You wouldn’t expect to see farmsteads and rural homes in a bustling metropolis like Bucharest –Romania’s capital. And yet, nestled in the northern part of city lies one of Europe’s oldest open-air ethnographic museums – the National Village Museum in Bucharest. If you want to experience the folklore and traditional life of the Romanian countryside you should come here. The museum has one of the most interesting collections of rural homes, churches, farmsteads and watermills in the entire Europe. Walking through Bucharest Village Museum will make you feel like you are in the middle of a real countryside.
A Brief History of Bucharest Village Museum
The Village Museum in Bucharest (Muzeul Satului) was created in 1936 by the sociology Professor Dimitrie Gusti and funded by royal decree. Gusti went around the country and after many years of field research he came up with the idea of creating a Romanian village museum.
Initially the museum started with only a handful of houses, windmills and watermills from various areas of Romania. The buildings have been disassembled and relocated here.
During the second World War the museum faced very difficult times being used for war refugees. The houses and artifacts have fallen into total neglect.
Under the Communist years that followed the museum continued to fall into disrepair. But despite of the harsh political and economic conditions, it managed to survive.
In recent years, with grants received from the European Union, the collection has been restored and has grown into one of the most captivating outdoor ethnographic museums in the world.
What to Expect at Bucharest Village Museum
Today the Village Museum in Bucharest covers almost 25 acres of land. The museum features 272 authentic farms and peasants homes from the 15th to the 19th century gathered from villages in every region of Romania. Some of the houses display kitchen utensils, wool rugs, pottery and old farming tools. Most of these homes are simple wooden huts or basic shacks furnished with benches, stools and very primitive beds.
The structures are made of traditional materials used by the peasants in the course of history (wood, clay, straw and sometimes stone). But the perishable nature of these materials poses a permanent challenge for the museum, as they are very difficult to preserve.
One of the highlights of the museum is the steep belfry of the wooden Maramureş church, complete with beautiful but faded icons.
I found it very interesting that one of the houses was featuring gypsy metal crafts. Like many of the countries in Eastern Europe, Romania is home to a large population of Gypsies whose traditional occupation is metalworking –tinsmiths and blacksmiths.
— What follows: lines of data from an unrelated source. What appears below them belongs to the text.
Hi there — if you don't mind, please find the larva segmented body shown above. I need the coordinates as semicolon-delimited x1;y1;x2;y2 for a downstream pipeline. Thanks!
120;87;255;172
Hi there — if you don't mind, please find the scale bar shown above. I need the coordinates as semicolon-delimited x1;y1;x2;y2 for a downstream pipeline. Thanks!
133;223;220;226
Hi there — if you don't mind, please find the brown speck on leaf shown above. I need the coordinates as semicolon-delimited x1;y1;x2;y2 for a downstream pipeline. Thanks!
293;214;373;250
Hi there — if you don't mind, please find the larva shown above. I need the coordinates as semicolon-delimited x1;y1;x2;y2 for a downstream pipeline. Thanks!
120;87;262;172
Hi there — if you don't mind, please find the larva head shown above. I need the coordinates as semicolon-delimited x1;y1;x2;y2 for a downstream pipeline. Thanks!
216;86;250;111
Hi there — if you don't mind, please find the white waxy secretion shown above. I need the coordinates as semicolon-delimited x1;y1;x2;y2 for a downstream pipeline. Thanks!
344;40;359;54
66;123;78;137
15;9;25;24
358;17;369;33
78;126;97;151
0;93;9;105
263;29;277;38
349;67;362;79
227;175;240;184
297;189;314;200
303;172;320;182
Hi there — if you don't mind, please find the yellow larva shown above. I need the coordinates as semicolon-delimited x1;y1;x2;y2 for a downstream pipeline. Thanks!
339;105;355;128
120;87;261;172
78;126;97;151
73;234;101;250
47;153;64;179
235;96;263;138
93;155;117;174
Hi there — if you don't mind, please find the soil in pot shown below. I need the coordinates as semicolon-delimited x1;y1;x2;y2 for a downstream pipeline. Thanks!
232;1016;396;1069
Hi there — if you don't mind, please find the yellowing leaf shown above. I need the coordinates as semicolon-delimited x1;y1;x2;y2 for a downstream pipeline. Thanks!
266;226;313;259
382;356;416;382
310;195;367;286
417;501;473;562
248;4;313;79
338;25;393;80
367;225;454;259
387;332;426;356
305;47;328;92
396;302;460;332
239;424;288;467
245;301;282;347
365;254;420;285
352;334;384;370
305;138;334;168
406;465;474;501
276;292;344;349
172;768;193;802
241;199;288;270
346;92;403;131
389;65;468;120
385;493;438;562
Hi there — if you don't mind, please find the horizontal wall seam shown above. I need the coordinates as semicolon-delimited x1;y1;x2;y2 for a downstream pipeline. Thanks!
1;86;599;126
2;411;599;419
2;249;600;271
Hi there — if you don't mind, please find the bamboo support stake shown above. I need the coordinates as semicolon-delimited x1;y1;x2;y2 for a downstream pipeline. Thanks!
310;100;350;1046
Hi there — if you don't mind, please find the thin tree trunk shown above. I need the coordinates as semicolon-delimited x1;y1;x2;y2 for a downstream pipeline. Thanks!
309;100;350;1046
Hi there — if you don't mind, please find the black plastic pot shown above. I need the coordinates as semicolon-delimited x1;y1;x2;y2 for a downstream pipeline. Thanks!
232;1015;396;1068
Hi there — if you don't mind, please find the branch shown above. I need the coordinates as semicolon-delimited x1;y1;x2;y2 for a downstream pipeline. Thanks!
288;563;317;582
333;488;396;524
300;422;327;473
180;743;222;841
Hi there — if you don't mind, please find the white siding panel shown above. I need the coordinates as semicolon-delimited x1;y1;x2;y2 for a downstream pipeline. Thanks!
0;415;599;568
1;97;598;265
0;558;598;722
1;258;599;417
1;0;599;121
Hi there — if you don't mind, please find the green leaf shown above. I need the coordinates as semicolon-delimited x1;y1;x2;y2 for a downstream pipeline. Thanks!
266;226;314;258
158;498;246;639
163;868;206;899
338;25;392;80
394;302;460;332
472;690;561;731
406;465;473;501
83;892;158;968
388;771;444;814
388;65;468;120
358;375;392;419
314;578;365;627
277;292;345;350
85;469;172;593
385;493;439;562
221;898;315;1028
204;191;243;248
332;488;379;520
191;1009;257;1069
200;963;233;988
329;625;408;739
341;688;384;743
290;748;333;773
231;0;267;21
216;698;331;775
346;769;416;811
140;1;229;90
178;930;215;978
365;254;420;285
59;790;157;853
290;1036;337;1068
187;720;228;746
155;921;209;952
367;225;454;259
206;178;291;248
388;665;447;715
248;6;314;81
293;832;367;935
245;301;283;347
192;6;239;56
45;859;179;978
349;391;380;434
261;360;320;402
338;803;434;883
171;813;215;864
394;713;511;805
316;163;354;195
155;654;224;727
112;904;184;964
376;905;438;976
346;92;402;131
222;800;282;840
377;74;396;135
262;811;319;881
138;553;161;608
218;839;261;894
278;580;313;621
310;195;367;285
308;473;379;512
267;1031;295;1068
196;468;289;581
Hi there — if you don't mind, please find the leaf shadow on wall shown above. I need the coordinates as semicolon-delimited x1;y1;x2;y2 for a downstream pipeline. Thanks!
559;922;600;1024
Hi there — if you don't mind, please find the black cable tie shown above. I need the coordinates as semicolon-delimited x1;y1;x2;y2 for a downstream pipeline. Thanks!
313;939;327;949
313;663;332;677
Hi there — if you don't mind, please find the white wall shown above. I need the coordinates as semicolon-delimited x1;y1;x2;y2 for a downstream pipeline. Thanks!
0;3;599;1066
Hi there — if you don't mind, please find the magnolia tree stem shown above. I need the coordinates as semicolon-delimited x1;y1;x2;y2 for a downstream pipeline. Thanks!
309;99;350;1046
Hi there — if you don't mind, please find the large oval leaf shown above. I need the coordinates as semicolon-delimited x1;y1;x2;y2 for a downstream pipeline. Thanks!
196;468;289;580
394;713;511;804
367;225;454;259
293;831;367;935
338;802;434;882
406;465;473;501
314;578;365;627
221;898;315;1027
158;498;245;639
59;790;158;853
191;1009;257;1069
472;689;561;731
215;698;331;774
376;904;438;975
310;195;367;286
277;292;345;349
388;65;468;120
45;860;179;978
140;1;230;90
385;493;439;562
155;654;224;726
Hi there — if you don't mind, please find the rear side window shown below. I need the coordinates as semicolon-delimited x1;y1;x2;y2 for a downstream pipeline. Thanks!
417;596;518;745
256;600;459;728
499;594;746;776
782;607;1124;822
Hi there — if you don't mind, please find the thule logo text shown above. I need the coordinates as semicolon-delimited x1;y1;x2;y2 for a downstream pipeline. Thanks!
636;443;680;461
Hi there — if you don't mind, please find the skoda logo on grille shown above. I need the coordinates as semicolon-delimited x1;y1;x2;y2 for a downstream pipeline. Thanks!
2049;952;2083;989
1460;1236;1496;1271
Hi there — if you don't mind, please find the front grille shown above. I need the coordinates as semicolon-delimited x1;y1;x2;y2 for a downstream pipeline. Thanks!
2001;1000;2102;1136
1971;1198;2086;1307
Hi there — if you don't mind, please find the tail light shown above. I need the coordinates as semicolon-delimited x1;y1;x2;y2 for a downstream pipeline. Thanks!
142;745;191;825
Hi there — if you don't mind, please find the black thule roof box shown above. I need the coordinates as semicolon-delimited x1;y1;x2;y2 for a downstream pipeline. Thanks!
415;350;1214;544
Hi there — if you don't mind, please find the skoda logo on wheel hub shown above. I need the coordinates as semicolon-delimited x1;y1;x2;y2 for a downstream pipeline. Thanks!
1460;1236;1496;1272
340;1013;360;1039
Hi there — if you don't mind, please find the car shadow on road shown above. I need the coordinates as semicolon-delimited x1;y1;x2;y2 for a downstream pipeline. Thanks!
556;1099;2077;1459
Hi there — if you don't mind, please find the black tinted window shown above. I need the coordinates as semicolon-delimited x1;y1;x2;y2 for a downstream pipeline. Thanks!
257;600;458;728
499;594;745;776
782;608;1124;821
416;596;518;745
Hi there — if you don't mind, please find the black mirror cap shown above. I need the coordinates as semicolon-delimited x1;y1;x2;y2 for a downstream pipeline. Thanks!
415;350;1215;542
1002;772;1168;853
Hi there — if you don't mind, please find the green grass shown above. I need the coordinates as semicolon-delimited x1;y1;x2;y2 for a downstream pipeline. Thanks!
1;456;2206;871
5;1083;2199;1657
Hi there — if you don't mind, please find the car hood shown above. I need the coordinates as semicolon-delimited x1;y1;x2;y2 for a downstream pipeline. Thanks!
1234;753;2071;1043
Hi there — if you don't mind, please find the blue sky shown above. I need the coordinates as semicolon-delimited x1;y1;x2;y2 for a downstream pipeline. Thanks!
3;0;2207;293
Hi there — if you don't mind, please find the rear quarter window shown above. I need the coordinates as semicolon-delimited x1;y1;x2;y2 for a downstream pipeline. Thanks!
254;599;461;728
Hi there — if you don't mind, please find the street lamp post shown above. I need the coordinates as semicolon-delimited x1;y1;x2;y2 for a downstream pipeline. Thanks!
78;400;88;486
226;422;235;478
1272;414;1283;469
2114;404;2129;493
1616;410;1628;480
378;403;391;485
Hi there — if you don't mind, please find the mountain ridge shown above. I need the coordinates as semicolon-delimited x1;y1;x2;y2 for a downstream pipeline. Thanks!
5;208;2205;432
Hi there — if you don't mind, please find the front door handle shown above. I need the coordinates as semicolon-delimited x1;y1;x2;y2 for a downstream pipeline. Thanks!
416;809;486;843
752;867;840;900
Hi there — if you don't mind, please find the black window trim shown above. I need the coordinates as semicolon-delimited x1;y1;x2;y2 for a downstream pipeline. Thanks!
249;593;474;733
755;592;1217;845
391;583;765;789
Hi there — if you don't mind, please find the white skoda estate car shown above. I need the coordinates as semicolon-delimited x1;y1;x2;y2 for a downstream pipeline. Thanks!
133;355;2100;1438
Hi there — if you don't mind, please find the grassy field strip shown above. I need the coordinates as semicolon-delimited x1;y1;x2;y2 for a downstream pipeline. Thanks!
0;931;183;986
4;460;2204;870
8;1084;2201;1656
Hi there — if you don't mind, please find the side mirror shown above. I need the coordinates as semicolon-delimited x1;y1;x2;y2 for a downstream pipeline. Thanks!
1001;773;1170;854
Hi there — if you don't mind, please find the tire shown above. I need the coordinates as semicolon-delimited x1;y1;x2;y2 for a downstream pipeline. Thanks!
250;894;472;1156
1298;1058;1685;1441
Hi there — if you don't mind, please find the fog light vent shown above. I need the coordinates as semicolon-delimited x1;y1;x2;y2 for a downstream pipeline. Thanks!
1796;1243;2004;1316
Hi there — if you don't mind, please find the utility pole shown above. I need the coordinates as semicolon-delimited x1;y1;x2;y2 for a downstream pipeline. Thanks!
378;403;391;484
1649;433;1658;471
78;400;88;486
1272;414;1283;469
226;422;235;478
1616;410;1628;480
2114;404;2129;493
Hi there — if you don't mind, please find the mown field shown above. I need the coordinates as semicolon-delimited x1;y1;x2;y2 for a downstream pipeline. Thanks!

Sadly, in Romania being a Gypsy is the worst social stigma. These dark-skinned people who ramble Romania’s countryside in caravans always lived by their own rules. They never managed to integrate themselves among the country’s white population, therefore remaining outcasts.
Best Time to Visit the Village Museum
Bucharest Village Museum has an ideal location: on the shore of the Herastrau Lake and just adjacent to the park bearing the same name. Strolling through the 25 acres of shaded lanes on the lake shore is just so beautiful!
The museum is open year-round, but the best time to explore it is on a clear sunny day. We visited the museum on a week-end and it was relatively crowded compared to the week-days. But weekends have their own advantages. Being a Saturday, we had the chance to encounter several wedding parties who came to the museum for photo shoots.
All around the area there are small kiosks and tables with home made goods and crafts for sale. You can buy some authentic souvenirs, or traditional bread, pies and cookies at very reasonable prices. Sometimes the museum offers craft programs (pottery, embroidery, etc.)
How to Reach the Bucharest Village Museum
You can reach the Village Museum by bus or by metro, from the center of the city. If you come by metro, take line number 2 and get off at Aviatorilor. But if you don’t want to bother with finding your way around the city, you can take a cab. Taxis are very inexpensive in Bucharest.
A complete tour of the Village Museum in Bucharest takes at least 3-4 hours. However, you can spend a lot more time on the grounds if you want to buy some souvenirs, have a picnic, or enjoy some of the local foods. The museum has a great souvenir shop and a stall selling traditional Romanian sweets and cakes. It even has a restaurant, La Francu, set in an original 19th-century inn.
To visit the museum, you can choose to have a guided tour or a self-guided tour. Guided tours are available in English, French, Spanish, Italian, and Russian, but they require a reservation. If you choose to explore the Village Museum on your own you can rent an audio guides for 50 lei, or 8 lei on your smartphone. Walking the museum grounds is fairly easy, as there are signs both in English and Romanian. Admission fee is very reasonable: 10 Lei (about $3.
Note: while the museum is open on Mondays, the houses are not.